The genus-specific motif formation was consistent with comparative analysis of inter-specific hybrids from several plant families. Species-specific IGS organization has been described in detail for polyploid and diploid species of the genus Nicotiana to explain molecular evolution during speciation (Volkov et al., 1999). Comparison of N. tabacum and the progenitor diploid species revealed elimination/replacement of maternal sylvestris-originated rDNA and rearrangement of paternal tomentosiformis-originated rDNA in the allopolyploid genome of N. tabacum. In synthetic Brassica allotetraploids, significant changes in the paternally derived genome were also observed, whereas the maternally donated genome demonstrated no modification (Song et al., 1995). Results of comparing the C motifs of Nicotiana with the IGS of Solanum and Capsicum revealed that each genus contained different C motifs. The IGS of the Nicotiana genus has motifs in common with the IGS of Solanum and Capsicum, but no conserved motifs between the IGS of Solanum and Capsicum were found.

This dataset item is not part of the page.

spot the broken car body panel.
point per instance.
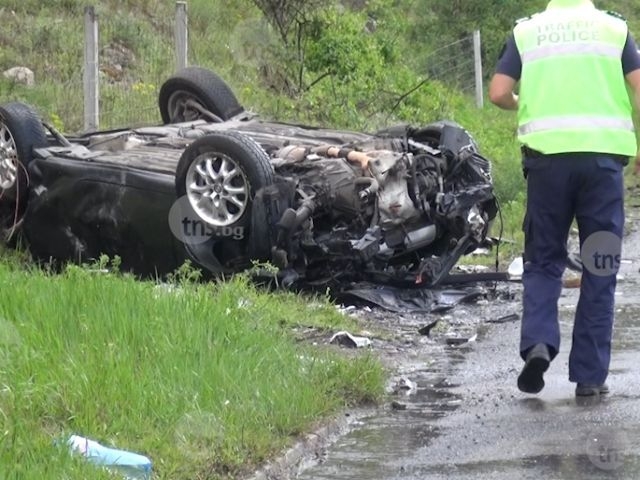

The specific motifs in the IGS sequences of the common ancestor were used as the IGS-TR depends on the genus. Comparison of the A1/A2 subrepeats of N. tabacum with the IGS of Capsicum or Solanum species indicated that the motifs that shared sequences with Capsicum or Solanum were used as a component of the monomer of the A1/A2 subrepeats and that these motifs polymerized in the Nicotiana species. However, the motifs were not used as a part of the repeat monomer in the IGS-TR of Capsicum or Solanum species. Instead, the motifs remained as a unique sequence in the IGS of Capsicum or Solanum.

Furthermore, sequence shuffling between two subrepeat blocks in Nicotiana species may be one of the important mechanisms that increased IGS sequence diversity across genera. Modeling of the AT-rich region topology predicts intrinsically bent DNA with two elements of bending upstream of the TIS in the IGS of Cruciferae (Da Rocha and Bertrand, 1995). Thus, the two TR blocks may cross over. Interestingly, sequence shuffling between two TR blocks is only found in the Nicotiana genus and not in the Solanum or Capsicum genera. We found vestiges of the C subrepeat and the A1/A2 subrepeat of the Nicotiana genus, and thus these sequences may have experienced recombination between two subrepeats during evolution. No evidence of sequence exchanges between the two TR blocks of C. annuum and S. lycopersicum was found.

In summary, we demonstrated that the genus-specific satellite repeat in Solanaceae is spread from the highly divergent IGS of rDNA rather than the accumulation of mutations in satellite DNA. The conserved location of the IGS allowed comparing highly divergent IGS sequences. In addition to accumulation of mutations, a different number of motifs and different motif arrangements underlie the creation of distinct IGS sequences between related species.